Confusion about java native2ascii tool

1.6k Views Asked by At

A little confusion about the java native2ascii tool. Definition for the tool in Java 6:

Converts a file with native-encoded characters (characters which are non-Latin 1 and non-Unicode) to one with Unicode-encoded characters.

Then why does it also transform characters belonging to Latin 1 table (such as é) to unicode encoded representation (\u00e9) ???

Latin 1 (iso 8859-1) table is available here for instance http://en.wikipedia.org/wiki/ISO/IEC_8859-1#Codepage_layout

That implies that i cannot directly work with properties files for some european languages such as french.

To clarify my question:

native2ascii shouldnt convert latin1 characters (as per its description). é is a valid latin1 character. Therefore why is it converted ?

2

There are 2 best solutions below

4
On

You can work with properties files with french and other characters. Properties accepts \uxxxx sequences. You can work with national characters directly since Properties has load(Reader reader) method. Then the file can be in any encoding, you will provide the reader that decodes the file correctly, eg new InputStreamReader(new FileInputStream(1.properities), Charset.forName("ISO-8859-1"));

I also agree that native2ascii should not convert é because it's a legal latin-1 char and docs says latin-1 chars are not converted.

0
On

The source of confusion might be that the documentation changed with Java version 7.

In Java 6 the documentation for solaris and unix ( http://docs.oracle.com/javase/6/docs/technotes/tools/solaris/native2ascii.html ) says: "The Java compiler and other Java tools can only process files which contain Latin-1 and/or Unicode-encoded (\udddd notation) characters. native2ascii converts files which contain other character encodings into files containing Latin-1 and/or Unicode-encoded charaters."
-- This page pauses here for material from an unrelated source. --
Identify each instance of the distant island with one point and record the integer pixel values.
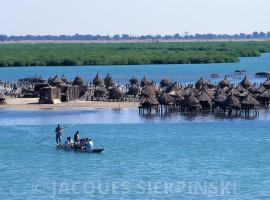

I think it clearly means that the output is Latin-1, and characters not in Latin-1 will be Unicode-encoded in the output.

I checked Openjdk 6 on Ubuntu and the native2ascii there does not conform to the documentation, it outputs Latin-1 characters as Unicode-encoded. So either the documentation or the native2ascii tool can be considered incorrect in that case.

However in Java 7 and Java 8 the documentation ( http://docs.oracle.com/javase/7/docs/technotes/tools/solaris/native2ascii.html https://docs.oracle.com/javase/8/docs/technotes/tools/unix/native2ascii.html ) says: "native2ascii converts files that are encoded to any character encoding that is supported by the Java runtime environment to files encoded in ASCII, using Unicode escapes ("\uxxxx" notation) for all characters that are not part of the ASCII character set."

I checked Openjdk 8 native2ascii on Ubuntu and found that it works accordingly, it converts Latin-1 characters to Unicode-encoded.

Note that the 7/8 documentation mentions also "This process is required for properties files containing characters not in ISO-8859-1 character sets."

I think it clearly means that properties files containing Latin-1 (aka ISO-8859-1) encoded characters are still valid.